BalancePoint 3.0 has introduced richer virtual machine and storage analysis, broader interoperability and user interface improvements to the BalancePoint product line. The product allows IT organizations to optimize virtual and physical server and storage infrastructure in order to to reduce costs and assure service levels as companies move through the stages of virtualization adoption and into private cloud computing.

Akorri ships the BalancePoint 3.0 as a cloud product -- an agent-less platform. Accordng to Rich Corley, CTO of Akorri, one of the advantages to this approach is the rapid set-up time the cloud architecture allows. He says that they can typically configure the product within an hour or two of arriving at the customer site. Because it's agentless, it makes maintenance and service much easier.
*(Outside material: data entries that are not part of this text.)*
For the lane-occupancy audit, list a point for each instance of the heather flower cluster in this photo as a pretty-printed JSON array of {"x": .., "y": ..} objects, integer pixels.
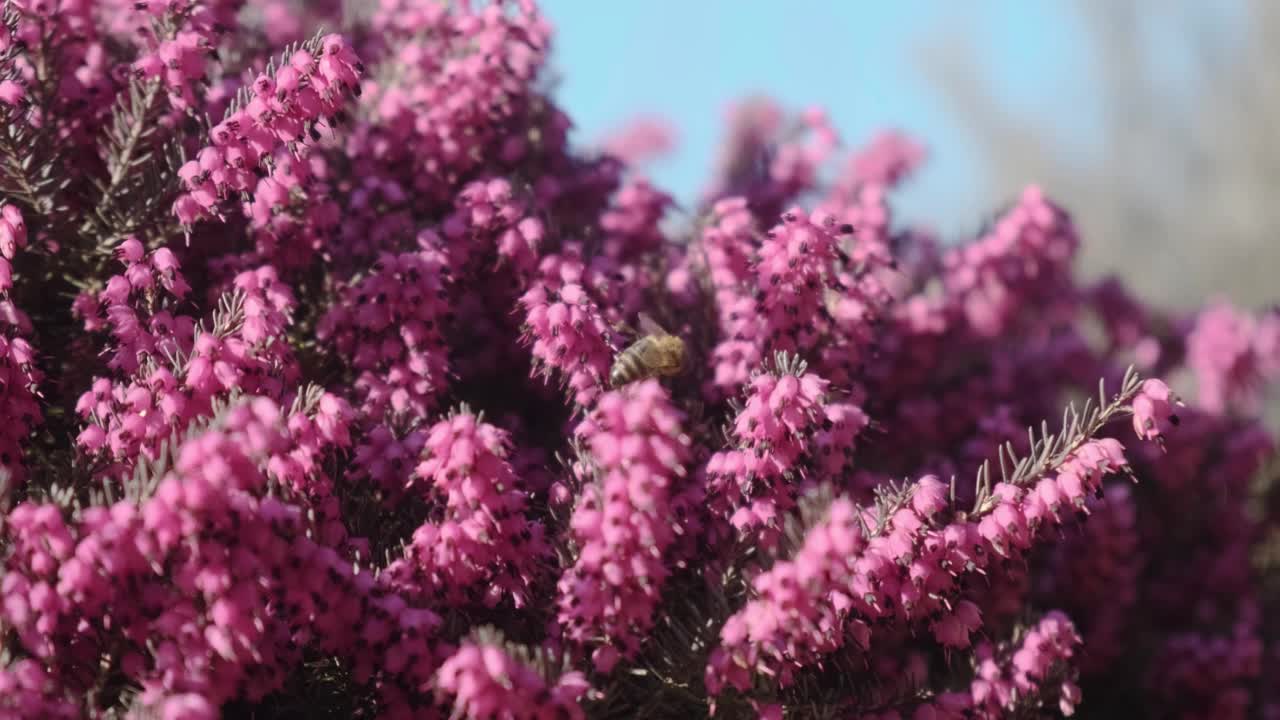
[{"x": 312, "y": 406}]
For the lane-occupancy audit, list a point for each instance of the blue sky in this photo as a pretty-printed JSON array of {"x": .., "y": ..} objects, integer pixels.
[{"x": 686, "y": 62}]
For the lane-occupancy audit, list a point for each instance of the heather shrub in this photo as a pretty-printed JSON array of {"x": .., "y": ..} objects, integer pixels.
[{"x": 329, "y": 374}]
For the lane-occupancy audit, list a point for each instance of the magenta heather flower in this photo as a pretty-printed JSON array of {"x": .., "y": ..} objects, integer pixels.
[
  {"x": 1233, "y": 355},
  {"x": 785, "y": 432},
  {"x": 229, "y": 483},
  {"x": 488, "y": 683},
  {"x": 388, "y": 328},
  {"x": 624, "y": 523},
  {"x": 1153, "y": 410},
  {"x": 27, "y": 691},
  {"x": 909, "y": 569},
  {"x": 484, "y": 548},
  {"x": 567, "y": 333},
  {"x": 306, "y": 94}
]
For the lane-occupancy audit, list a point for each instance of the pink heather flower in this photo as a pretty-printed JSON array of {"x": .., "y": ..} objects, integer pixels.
[
  {"x": 388, "y": 329},
  {"x": 485, "y": 682},
  {"x": 1153, "y": 410},
  {"x": 484, "y": 548},
  {"x": 567, "y": 333},
  {"x": 641, "y": 140},
  {"x": 279, "y": 112},
  {"x": 624, "y": 523},
  {"x": 784, "y": 427},
  {"x": 1233, "y": 355}
]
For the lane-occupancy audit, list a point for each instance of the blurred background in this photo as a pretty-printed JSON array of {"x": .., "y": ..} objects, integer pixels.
[{"x": 1156, "y": 122}]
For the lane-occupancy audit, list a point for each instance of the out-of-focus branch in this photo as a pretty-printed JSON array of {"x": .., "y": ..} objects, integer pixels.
[{"x": 1178, "y": 187}]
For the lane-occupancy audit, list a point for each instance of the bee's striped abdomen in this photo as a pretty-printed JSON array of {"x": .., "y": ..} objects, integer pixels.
[{"x": 630, "y": 365}]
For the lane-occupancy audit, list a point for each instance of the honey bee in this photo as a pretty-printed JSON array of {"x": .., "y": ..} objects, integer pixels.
[{"x": 656, "y": 354}]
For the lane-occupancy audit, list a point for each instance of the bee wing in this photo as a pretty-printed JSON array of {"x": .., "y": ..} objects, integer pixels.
[{"x": 648, "y": 326}]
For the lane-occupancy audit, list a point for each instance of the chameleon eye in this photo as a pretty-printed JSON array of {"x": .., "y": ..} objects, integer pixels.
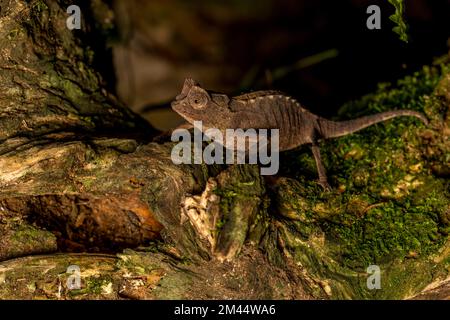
[{"x": 198, "y": 99}]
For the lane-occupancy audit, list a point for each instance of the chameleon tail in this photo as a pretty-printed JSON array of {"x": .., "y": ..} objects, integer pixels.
[{"x": 333, "y": 129}]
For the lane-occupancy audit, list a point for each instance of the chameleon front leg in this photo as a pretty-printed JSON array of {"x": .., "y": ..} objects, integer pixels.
[{"x": 320, "y": 168}]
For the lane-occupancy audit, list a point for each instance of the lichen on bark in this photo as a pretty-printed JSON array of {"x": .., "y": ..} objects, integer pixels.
[{"x": 78, "y": 172}]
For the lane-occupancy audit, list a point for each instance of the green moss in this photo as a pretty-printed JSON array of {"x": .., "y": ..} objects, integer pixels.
[{"x": 388, "y": 207}]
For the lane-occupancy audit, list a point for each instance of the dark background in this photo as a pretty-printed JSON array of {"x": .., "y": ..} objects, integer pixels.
[{"x": 240, "y": 45}]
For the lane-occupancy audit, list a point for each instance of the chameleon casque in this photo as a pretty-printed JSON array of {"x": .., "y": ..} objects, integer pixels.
[{"x": 271, "y": 110}]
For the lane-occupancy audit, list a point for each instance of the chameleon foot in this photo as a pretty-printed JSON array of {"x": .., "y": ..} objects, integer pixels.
[{"x": 324, "y": 184}]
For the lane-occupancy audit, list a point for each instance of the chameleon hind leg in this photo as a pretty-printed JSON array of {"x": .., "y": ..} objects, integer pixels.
[{"x": 320, "y": 168}]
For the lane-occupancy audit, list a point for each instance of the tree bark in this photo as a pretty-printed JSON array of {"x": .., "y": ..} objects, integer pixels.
[{"x": 79, "y": 173}]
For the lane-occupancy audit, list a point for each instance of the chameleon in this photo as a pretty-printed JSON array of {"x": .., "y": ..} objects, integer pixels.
[{"x": 270, "y": 109}]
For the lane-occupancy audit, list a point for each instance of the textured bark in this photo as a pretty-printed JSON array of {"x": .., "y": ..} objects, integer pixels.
[{"x": 78, "y": 172}]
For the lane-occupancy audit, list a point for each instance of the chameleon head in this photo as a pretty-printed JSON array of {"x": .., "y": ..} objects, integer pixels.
[{"x": 196, "y": 104}]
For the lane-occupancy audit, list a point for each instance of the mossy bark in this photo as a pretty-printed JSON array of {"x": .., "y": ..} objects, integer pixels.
[{"x": 78, "y": 172}]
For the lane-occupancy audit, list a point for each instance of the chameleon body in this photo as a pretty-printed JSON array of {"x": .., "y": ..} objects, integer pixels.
[{"x": 271, "y": 110}]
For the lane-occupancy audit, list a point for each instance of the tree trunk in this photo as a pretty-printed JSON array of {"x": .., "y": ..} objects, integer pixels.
[{"x": 79, "y": 173}]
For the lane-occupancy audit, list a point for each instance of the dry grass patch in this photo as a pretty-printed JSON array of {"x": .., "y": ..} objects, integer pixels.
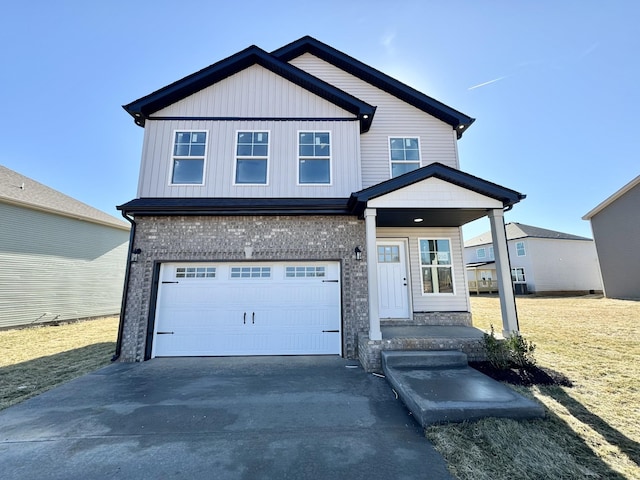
[
  {"x": 592, "y": 429},
  {"x": 37, "y": 359}
]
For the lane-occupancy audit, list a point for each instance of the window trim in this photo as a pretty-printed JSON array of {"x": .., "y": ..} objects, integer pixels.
[
  {"x": 173, "y": 157},
  {"x": 391, "y": 162},
  {"x": 451, "y": 266},
  {"x": 514, "y": 278},
  {"x": 298, "y": 158},
  {"x": 235, "y": 159}
]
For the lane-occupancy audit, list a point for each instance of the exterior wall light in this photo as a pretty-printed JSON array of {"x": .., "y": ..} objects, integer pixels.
[{"x": 134, "y": 255}]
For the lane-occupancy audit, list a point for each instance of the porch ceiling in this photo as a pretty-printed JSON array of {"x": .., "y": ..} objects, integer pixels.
[{"x": 431, "y": 217}]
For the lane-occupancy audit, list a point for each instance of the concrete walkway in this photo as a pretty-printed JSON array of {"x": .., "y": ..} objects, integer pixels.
[{"x": 218, "y": 418}]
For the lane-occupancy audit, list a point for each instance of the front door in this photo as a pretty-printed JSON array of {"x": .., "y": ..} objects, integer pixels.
[{"x": 393, "y": 285}]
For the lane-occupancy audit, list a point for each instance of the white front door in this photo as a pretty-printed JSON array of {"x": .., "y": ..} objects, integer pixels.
[{"x": 393, "y": 284}]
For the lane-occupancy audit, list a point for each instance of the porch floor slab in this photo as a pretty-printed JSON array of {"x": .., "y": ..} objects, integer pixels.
[
  {"x": 437, "y": 387},
  {"x": 431, "y": 331}
]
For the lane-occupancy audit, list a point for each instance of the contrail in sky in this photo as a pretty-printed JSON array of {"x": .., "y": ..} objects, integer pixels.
[{"x": 487, "y": 83}]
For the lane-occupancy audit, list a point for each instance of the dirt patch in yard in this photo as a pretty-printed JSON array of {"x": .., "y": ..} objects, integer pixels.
[{"x": 525, "y": 377}]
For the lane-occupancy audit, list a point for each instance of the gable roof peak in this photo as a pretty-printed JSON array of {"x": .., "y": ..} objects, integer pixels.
[
  {"x": 144, "y": 107},
  {"x": 307, "y": 44}
]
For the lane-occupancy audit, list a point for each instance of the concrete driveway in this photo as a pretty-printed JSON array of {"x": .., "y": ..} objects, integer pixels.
[{"x": 218, "y": 418}]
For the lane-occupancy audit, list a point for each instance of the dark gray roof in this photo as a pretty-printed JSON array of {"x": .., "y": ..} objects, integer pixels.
[
  {"x": 20, "y": 190},
  {"x": 517, "y": 230}
]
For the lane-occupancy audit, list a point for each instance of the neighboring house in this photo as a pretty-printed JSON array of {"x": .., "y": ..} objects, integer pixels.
[
  {"x": 542, "y": 261},
  {"x": 615, "y": 224},
  {"x": 297, "y": 202},
  {"x": 60, "y": 259}
]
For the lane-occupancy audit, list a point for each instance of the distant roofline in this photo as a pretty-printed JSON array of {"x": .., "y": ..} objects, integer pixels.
[
  {"x": 116, "y": 223},
  {"x": 633, "y": 183}
]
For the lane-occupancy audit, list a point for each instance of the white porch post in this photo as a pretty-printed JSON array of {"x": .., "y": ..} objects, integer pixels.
[
  {"x": 372, "y": 274},
  {"x": 503, "y": 272}
]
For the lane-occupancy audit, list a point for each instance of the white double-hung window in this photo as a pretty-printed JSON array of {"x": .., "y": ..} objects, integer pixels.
[
  {"x": 188, "y": 158},
  {"x": 404, "y": 153},
  {"x": 314, "y": 158},
  {"x": 252, "y": 158},
  {"x": 436, "y": 266}
]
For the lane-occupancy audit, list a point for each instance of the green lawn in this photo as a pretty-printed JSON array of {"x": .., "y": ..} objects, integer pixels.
[{"x": 592, "y": 429}]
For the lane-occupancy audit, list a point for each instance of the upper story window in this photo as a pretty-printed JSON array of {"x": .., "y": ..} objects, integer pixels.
[
  {"x": 436, "y": 266},
  {"x": 517, "y": 274},
  {"x": 314, "y": 158},
  {"x": 252, "y": 158},
  {"x": 189, "y": 152},
  {"x": 405, "y": 154}
]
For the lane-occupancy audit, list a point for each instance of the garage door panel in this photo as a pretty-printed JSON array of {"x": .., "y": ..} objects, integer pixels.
[{"x": 227, "y": 315}]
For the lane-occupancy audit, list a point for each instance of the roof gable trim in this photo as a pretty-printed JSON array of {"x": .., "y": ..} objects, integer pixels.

Corley says that they first get the topology of the network at the beginning of the engagement and then present a unified view of the environment to the customer for configuration discussions. Often, the view helps customers solve problems since they might never have seen a graphical representation of the network. Corley says that the picture that's presented frequently allows customers to realize where relationships exist that they didn't understand based on other representations of the environment.

Corley says that creating the dedicated data collection pieces was the hardest part of building the system. "We had to build a storage collection architecture into the product. We go to the physical server and do the same thing, which is a little easier, but still involved. Building the whole agent-less data collection system and building the database model across the various vendors was the complicated part," he says.Finally, building the analytics, as opposed to simple summary performance data, helps staff understand where things are from a management and trouble-shooting point of view. Corley says, "We take the capacity utilization information and add a performance view to it. We pull the information from across the various tools and provide a single interface to them." There are, in fact, other tools that could allow an administrator to get much of the same information given sufficient time to configure and design the system. Splunk, for example, offers a great deal of data collection and display capability. Asked about whether customers might just as easily use one of the other tools, Corley says, "To answer the question, yes you could take the 3-plus years we've taken to do something like this on Splunk, but we're the first company to take the time to make all the systems talk to one another to help people figure out where the performance problems lie."

Current economic situation is forcing many companies to adopt virtualization in a much more pervasive way. Where they originally might have wanted to get 25% of servers into virtualized setting, they now are looking at 40% or more of virtualized servers. Corley says that  Akorri hears many customers say that they're looking at the tool set, but they don't see where their problems lie. Nine times out of ten they find that it's not really in the hypervisor, but rather in the way that SAN and storage elements have been configured, but they don't see it because of limitations in the tools.

While many companies are satisfied with the benefits of virtualization, Corley says that he's seeing many customers who are using virtualization as an intermediate step toward cloud computing. Understand performance fully lets them get ready for internal (or external) cloud deployment - and the additional level of performance abstraction that comes with components in the cloud.